I have the following setup:

• ASP.NET Core 3.1 application, deployed to an Azure App Service
• Uses IDS4 via the IdentityServer4.AspNetIdentity package, version 3.1.0
• In Program.cs it calls .UseApplicationInsights() from Microsoft.ApplicationInsights.AspNetCore version 2.5.1
• The Default LogLevel is set to Warning
• My Error.cshtml shows Activity.Current?.Id ?? HttpContext.TraceIdentifier

This properly logs several things from the app service, but I cannot find any errors reported by IDS4 that were on the OpenID/OAuth2 protocol level (e.g. invalid scopes requested and such). For example, I can find stuff like this:

requests
| where cloud_RoleName == 'my-identity-server-4-role'
| order by timestamp desc
| where url contains 'errorId'
| limit 100

And this makes sense because I have some (other) issue with logins, where an implicit flow silent refresh fails and redirects to a problem url a la https://my-identity-domain.example.org/home/error?errorId=some-long-string-here. That page shows me an error page that explains I could turn on DeveloperExceptionPage features on my machine, or I could use:

Request ID: |123aaac2c1cccf4eb3333411aaa183da7e.bba43cca1_

Now I try to find the requests entryin AppInsights by

• | where id contains "123aaac2c" or
• | where operation_Id contains "123aaac2c" or
• | where operation_ParentId contains "123aaac2c" or
• | where session_Id contains "123aaac2c" or
• | where itemId contains "123aaac2c"
• | where problemId contains "123aaac2c"

And similar for exceptions where any of the id fields contains part of my id. But I can't seem to find the results.

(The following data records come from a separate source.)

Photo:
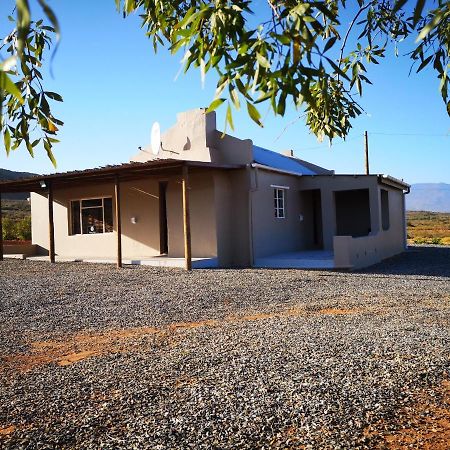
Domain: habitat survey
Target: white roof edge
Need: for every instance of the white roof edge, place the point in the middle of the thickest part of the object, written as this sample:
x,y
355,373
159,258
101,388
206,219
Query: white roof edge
x,y
394,180
273,169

What am I doing wrong? Am I still looking in the wrong places? Or should I increase log levels somehow? Or do I need to add code somewhere to configure IdentityServer4 to log this stuff?

---

Note: if I run my application locally from the console, I do see output stream by for errors. For example, I've added _logger.LogError("test error") inside startup, and configured my SPA to use my local IDS but with improper scope, and I see this output:

fail: MyApp.Identity.Startup[0]
      test error
Hosting environment: Development
Content root path: C:\git\my-app\MyApp.Identity
Now listening on: https://localhost:5001
Now listening on: http://localhost:5000
Application started. Press Ctrl+C to shut down.
fail: IdentityServer4.Validation.ScopeValidator[0]
      Invalid scope: triggererroridwithinvalidscope
fail: IdentityServer4.Endpoints.AuthorizeEndpoint[0]
      Request validation failed

The first error was just to check how normal errors are logged, and the second error was to simulate my actual issue (that triggers an errorId page as mentioned earlier in my question).

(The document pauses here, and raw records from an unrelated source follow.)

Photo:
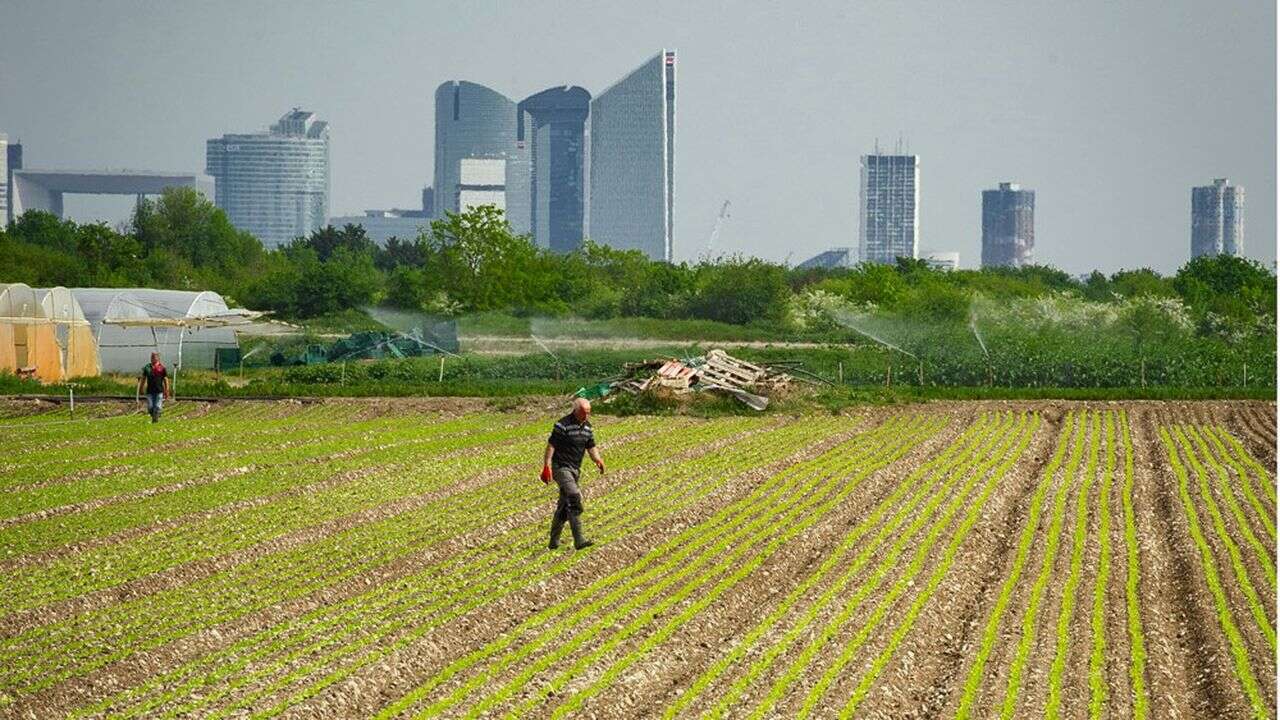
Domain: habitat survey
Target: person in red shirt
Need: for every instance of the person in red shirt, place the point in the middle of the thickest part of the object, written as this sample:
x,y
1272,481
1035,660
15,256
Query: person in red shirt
x,y
155,384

In short, I do see things logged on the console via ASP.NET Core logging, but I can not find them in AppInsights.

---

Note: I further researched how IdentityServer4 does its logging, and as documented it logs using the ASP.NET Core default logging system, by injecting e.g. an ILogger<T> from Microsoft's Abstractions, and then using a few helper methods to call (for example):

var details = new TokenRequestValidationLog(_validatedRequest);
// abbreviated snippet
_logger.Log(LogLevel.Error, "Some message" + ", details: {@details}", details);

Maybe this doesn't show up in AppInsights because there is no good place for it? It's not a Trace, it's not a Request, and it has no real Exception either?

Answer 1

If you need to find correlated log entries to an error in Application Insights, you can search for the Request ID that is shown on the IdentityServer error page. The Request ID comes from the System.Diagnostics.Activity.Current.Id property and should be automatically attached to the log event. You can query it like this:

traces
| where customDimensions["RequestId"] == "80006a82-0000-e800-b63f-84710c7967bb"
| order by timestamp desc
| limit 50

Regarding the identity server events not showing up at all in Insights, could you try to add this to your Startup class?

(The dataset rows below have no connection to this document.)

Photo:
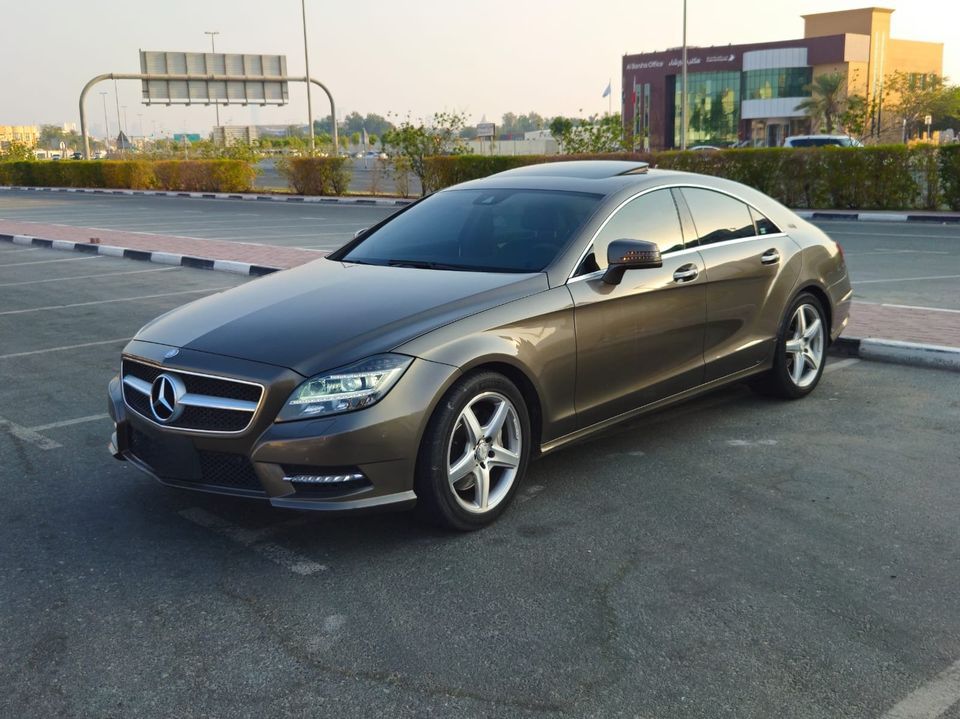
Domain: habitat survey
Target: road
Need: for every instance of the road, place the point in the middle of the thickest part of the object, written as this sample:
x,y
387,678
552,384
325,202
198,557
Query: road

services.AddIdentityServer(options => {
    options.Events.RaiseErrorEvents = true;
    options.Events.RaiseInformationEvents = true;
    options.Events.RaiseFailureEvents = true;
    options.Events.RaiseSuccessEvents = true;
})

Also note that it can take some time until the log events actually show up in the Application Insights log viewer. To exclude this as a problem source, I'd wait a few minutes before running your query.